Kitty spent her childhood in Tokyo, was sent to American schools, which accounted for her flawless English, and was given every advantage her privileged circumstances could offer: ballet lessons, American Christmas, chauffeur-driven cars. For all that, it was a lonely childhood. She was ten years younger than her nearest half-sister, and one of her brothers, a banker who lived in Switzerland, was a full thirty years older than she was. Worse than that, her mother’s position as second concubine left her with scarcely more power in the family hierarchy than one of the servants. The sixty-four-year-old wife and the fifty-two-year-old first concubine were jealous of Kitty’s young and attractive mother and did everything they could to weaken her status in the household. As Kitty explained it to Zimmer, it was a little like living in an imperial Chinese court, with all its attendant rivalries and factions, its secret machinations, its silent plots and false smiles. The general himself was rarely to be seen. When not occupied with his official duties, he spent most of his time cultivating the affections of various young women of less than reputable character. Tokyo was a city rich in temptation, and the opportunities for such dalliances were inexhaustible. Eventually, he took on a mistress, set her up
in a fashionable apartment, and spent lavish sums in order to keep her happy: shelling out for clothes, for jewelry, and finally a sports car. In the long run, however, these things were not enough, and not even a painful and expensive potency cure could reverse the tide. The mistress’s attentions began to wander, and one night, when the general walked in on her unannounced, he found her in the arms of a younger man. The battle that ensued was horrific: shrieking voices, sharp fingernails, a torn and bloody shirt. It was the last illusion of a foolish old man. The general went home, hung up his tattered shirt in the middle of his room, and attached a sheet of paper to it with the date of the incident: October 14, 1959. He kept it there for the rest of his life, relishing it as a monument to his destroyed vanity.

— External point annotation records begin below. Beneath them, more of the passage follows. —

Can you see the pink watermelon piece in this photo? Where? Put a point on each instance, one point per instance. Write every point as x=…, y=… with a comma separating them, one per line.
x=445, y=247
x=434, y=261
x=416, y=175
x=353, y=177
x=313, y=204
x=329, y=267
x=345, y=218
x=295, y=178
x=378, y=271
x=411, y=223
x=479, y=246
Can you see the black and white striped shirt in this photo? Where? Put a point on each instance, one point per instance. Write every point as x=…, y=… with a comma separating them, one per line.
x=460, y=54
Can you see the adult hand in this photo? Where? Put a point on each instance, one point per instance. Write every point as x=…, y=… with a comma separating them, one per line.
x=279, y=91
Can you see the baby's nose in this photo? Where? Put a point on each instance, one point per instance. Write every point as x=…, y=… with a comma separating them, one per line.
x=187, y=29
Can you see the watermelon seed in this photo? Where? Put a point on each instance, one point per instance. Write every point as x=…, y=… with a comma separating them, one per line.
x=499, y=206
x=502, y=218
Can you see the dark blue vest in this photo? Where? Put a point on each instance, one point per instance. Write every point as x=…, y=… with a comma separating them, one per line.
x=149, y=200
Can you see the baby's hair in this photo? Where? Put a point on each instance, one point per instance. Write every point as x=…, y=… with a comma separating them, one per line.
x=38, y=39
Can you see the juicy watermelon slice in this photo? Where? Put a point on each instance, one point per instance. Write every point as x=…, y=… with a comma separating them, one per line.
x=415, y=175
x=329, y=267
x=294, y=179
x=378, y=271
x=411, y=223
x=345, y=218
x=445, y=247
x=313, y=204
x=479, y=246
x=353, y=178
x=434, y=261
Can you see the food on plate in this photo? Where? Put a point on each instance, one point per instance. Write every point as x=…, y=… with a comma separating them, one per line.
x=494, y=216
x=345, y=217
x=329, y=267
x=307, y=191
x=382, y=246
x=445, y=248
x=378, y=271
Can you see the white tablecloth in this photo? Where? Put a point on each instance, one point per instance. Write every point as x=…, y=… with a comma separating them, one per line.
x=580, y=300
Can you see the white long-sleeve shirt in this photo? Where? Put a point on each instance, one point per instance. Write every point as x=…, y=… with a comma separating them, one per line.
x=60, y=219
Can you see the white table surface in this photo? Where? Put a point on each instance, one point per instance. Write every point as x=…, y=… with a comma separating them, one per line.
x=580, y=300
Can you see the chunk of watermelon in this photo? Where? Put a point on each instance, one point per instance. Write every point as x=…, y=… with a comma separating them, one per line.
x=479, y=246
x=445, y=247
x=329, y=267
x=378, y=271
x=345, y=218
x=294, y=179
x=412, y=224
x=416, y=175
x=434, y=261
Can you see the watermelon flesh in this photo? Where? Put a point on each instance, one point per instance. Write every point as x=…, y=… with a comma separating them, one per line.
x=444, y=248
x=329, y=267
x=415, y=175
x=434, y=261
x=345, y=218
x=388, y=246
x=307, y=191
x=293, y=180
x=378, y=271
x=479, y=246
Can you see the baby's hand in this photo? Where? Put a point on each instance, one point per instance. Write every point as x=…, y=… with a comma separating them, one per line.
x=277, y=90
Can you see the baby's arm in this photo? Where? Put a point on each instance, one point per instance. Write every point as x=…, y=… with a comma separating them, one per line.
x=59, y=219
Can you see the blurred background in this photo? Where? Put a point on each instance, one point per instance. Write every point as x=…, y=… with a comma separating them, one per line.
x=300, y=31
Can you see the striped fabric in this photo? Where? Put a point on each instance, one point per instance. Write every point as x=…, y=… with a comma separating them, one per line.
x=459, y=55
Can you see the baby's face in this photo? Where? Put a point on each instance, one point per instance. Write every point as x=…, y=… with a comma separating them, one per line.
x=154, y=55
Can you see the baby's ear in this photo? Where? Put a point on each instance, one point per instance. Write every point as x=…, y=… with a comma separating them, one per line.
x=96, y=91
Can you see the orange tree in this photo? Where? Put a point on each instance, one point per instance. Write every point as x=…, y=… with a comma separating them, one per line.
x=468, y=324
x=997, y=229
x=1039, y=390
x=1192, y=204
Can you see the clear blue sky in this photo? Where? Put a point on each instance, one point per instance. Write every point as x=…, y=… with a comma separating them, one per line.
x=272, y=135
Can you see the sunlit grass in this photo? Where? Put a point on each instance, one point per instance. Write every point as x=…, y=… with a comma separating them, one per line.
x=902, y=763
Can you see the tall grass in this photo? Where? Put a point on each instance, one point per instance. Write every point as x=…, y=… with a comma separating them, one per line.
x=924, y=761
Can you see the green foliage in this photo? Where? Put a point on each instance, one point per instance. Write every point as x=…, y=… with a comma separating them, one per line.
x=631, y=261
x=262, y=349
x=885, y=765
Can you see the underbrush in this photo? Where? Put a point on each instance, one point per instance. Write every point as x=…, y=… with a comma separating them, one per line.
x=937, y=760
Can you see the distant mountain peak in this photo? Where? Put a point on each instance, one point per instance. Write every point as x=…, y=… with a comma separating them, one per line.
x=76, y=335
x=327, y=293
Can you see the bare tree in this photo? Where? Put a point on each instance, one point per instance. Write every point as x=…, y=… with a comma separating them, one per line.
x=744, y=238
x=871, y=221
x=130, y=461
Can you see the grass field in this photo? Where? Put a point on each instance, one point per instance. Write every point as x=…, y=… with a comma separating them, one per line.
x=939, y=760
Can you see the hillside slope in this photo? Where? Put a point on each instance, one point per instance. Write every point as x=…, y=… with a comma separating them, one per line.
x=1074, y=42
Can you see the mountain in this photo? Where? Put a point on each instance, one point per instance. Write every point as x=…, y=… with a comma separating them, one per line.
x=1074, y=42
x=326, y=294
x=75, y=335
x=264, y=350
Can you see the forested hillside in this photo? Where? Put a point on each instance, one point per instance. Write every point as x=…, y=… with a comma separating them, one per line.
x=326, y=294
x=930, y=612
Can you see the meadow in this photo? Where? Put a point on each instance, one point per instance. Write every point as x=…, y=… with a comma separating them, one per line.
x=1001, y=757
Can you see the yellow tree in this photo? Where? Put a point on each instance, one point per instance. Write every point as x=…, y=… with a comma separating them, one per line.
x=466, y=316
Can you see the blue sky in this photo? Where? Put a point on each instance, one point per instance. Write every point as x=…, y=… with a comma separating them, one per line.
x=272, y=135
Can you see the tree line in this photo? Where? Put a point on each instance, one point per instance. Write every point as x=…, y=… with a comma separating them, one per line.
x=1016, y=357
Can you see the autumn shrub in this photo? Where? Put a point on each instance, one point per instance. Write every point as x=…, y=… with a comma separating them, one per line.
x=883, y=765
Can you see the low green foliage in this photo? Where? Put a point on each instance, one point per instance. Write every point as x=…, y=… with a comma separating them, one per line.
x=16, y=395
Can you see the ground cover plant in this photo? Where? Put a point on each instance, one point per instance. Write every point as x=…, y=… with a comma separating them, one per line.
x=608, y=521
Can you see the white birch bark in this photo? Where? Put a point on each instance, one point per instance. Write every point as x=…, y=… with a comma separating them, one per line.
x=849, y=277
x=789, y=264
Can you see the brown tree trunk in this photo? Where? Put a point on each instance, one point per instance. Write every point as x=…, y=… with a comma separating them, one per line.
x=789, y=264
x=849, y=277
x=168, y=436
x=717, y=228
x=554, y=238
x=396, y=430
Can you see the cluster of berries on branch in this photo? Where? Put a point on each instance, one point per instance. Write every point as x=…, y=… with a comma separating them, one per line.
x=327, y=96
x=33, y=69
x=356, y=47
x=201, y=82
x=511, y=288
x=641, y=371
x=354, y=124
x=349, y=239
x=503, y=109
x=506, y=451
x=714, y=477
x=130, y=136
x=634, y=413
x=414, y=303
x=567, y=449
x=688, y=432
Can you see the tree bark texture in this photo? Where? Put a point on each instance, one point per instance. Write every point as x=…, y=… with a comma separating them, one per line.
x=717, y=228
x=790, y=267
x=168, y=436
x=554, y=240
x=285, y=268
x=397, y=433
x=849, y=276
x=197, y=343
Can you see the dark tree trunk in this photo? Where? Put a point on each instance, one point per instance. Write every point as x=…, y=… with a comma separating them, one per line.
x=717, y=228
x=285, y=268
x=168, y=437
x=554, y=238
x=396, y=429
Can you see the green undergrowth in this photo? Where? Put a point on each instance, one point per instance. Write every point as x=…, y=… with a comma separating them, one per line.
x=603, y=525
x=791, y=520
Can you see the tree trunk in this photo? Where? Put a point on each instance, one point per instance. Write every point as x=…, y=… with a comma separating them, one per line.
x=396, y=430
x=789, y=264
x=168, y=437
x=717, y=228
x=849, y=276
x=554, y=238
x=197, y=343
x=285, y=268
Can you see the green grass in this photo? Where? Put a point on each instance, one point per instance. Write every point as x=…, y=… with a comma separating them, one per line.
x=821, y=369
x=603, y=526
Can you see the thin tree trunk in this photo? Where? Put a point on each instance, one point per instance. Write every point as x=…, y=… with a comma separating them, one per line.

At some point, Kitty’s mother died, although Zimmer was unclear as to the causes or circumstances. The general was past eighty then and in failing health, but in a last flurry of concern for his youngest daughter, he arranged to have her sent to boarding school in America. Kitty was just fourteen when she arrived in Massachusetts to enter the freshman class of the Fielding Academy. Given who she was, it did not take her long to fit in and find a place for herself. She acted and danced, she made friends, she studied hard enough to get decent grades. By the time her four years there had ended, she knew that she would not be going back to Japan. Nor to Taiwan for that matter, or anywhere else. America had become her country, and by juggling the small inheritance she received after her father’s death, she had managed to cover the tuition costs at Juilliard and move to New York. She had been in the city for more than a year now and was just starting her second full year of classes.